Researchers have discovered nearly two dozen vulnerabilities that could allow hackers to damage or disable a popular line of network-connected wrench tools used in factories around the world to assemble sensitive instruments and equipment.
Researchers at security firm Nozomi reported on Tuesday that the vulnerabilities exist in the Bosch Rexroth handheld nut runner NXA015S-36V-B. The wireless device connects wirelessly to the local network of the business using it, allowing engineers to tighten bolts and other mechanical fasteners at precise torque levels critical to safety and reliability. If the fasteners are too loose, it could cause the equipment to overheat and cause a fire. When too tight, the threads will fail, resulting in too much loose torque.
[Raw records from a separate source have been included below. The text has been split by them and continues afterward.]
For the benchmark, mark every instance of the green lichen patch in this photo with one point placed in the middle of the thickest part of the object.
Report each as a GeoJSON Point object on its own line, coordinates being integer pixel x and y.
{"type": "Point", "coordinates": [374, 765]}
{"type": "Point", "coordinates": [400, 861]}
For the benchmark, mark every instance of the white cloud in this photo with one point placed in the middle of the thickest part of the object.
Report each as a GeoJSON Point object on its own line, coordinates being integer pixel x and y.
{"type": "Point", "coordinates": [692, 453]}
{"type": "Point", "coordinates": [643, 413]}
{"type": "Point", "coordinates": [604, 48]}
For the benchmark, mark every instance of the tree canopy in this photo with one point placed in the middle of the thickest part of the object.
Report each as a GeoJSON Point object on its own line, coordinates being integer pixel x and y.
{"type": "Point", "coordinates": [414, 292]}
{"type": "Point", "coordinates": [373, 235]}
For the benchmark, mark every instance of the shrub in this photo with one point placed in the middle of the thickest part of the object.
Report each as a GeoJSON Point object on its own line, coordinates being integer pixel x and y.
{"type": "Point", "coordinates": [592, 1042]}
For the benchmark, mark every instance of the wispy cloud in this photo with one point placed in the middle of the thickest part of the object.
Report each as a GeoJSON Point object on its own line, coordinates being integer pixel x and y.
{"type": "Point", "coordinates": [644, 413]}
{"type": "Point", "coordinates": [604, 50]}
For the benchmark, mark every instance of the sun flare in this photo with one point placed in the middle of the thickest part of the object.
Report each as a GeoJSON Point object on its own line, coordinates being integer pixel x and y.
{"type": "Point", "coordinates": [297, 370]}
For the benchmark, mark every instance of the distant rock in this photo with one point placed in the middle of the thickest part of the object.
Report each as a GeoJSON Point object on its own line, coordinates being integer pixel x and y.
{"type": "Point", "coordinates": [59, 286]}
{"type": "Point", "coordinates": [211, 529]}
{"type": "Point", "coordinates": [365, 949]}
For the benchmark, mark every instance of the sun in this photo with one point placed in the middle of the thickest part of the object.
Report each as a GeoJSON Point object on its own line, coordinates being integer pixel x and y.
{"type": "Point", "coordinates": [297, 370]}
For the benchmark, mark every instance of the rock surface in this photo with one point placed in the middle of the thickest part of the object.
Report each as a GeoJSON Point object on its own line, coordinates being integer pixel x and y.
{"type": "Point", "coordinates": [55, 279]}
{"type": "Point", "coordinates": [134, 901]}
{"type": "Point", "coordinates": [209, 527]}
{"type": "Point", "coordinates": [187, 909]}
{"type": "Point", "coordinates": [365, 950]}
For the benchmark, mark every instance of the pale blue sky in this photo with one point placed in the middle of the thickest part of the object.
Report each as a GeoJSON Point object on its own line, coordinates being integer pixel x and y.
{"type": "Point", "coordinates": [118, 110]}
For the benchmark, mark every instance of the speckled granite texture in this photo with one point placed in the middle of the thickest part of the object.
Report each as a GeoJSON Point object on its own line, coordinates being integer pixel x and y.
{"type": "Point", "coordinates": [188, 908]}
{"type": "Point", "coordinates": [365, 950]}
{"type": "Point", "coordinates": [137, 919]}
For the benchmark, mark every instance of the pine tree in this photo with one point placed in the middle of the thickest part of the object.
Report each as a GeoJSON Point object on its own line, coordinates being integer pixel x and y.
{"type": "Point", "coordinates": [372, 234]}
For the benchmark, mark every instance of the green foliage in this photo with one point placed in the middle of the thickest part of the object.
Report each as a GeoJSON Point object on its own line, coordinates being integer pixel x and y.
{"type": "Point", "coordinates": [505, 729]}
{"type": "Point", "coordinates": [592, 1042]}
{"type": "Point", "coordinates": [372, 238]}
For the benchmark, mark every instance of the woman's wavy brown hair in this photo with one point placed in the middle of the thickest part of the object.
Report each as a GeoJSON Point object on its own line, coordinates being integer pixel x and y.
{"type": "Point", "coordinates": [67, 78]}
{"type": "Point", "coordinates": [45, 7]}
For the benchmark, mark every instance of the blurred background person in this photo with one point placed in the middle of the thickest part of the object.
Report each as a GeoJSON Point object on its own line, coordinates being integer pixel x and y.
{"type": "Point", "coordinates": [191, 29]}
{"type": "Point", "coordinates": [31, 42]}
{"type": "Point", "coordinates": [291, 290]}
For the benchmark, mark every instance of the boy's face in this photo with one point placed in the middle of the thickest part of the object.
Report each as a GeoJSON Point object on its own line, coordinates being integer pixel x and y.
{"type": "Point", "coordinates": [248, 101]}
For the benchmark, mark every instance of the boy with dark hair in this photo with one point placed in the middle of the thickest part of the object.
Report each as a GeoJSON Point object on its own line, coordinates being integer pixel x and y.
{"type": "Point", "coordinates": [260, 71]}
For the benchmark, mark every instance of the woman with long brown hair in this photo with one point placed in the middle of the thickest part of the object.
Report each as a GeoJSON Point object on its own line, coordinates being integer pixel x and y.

Nutrunner offers a torque level indication display that was certified by the German Society of Engineers and adopted by the automotive industry in 1999. The firmware NEXO-OS running on the device can be controlled through a browser-based management interface.
Researchers at Nozomi said the device had 23 vulnerabilities that could, in some cases, be exploited to install malware. Malware could then be used to disable an entire fleet of devices, or cause devices to be tightened too loosely or too tightly, while the display continues to show that key settings are still correctly in place.
Bosch officials emailed a statement that included the usual line that safety is a top priority. The statement also said that Nozomi proactively contacted Bosch several weeks ago to disclose the vulnerabilities. "Bosch Rexroth immediately adopted this recommendation and is developing a patch to resolve the issue. The patch will be released by the end of January 2024," the statement said.